Всем стало легко, когда пчеляк произнес последнюю фразу, и всякий, под влиянием этого впечатления, облегчившего душу, поспешил рассказать какой-нибудь случай из своей жизни, в котором страх играл также немалую роль, но в котором в конце концов все оказывалось вздором и смехом. Со всяким случалось что-нибудь подобное, и всякий рассказал, что знал или слышал, и, наконец, опять настало молчание. И «о страшном» не было уже материала для разговора. Но старик-пчеляк, любивший поговорить, казалось не желал давать разговору какого-нибудь другого направления и продолжал сохранять на своем лице то же несколько таинственное выражение.
2
– Нет, – наконец сказал он: – вот с Кузнецовой женой, вот так уж напримался я страху.

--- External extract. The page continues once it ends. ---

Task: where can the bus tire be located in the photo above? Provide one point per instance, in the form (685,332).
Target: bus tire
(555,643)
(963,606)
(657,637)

Кузнецов был молодой сельский торговец: в соседнем большом селении у него был магазин. Я знал его лично и крайне удивился, узнав, что он – семейный человек, так как постоянно видел его и в квартире и в лавке одного.
– Разве Кузнецов женат? – спросил я.
– Как же! Да-авно!
– Где же его жена?
– Она уже второй год как в больнице, в Москве, лечится… Теперича-то, пишет, будто поправляется, а уж что тогда было, не приведи царица небесная!.. Я один, братец ты мой, бился с нею целую неделю, день и ночь, так уж знаю, что такое это… Давай мне тысячу рублей теперича – нет!.. Не заманишь!..
– Какая же это у нее была болезнь? – спросил писарь.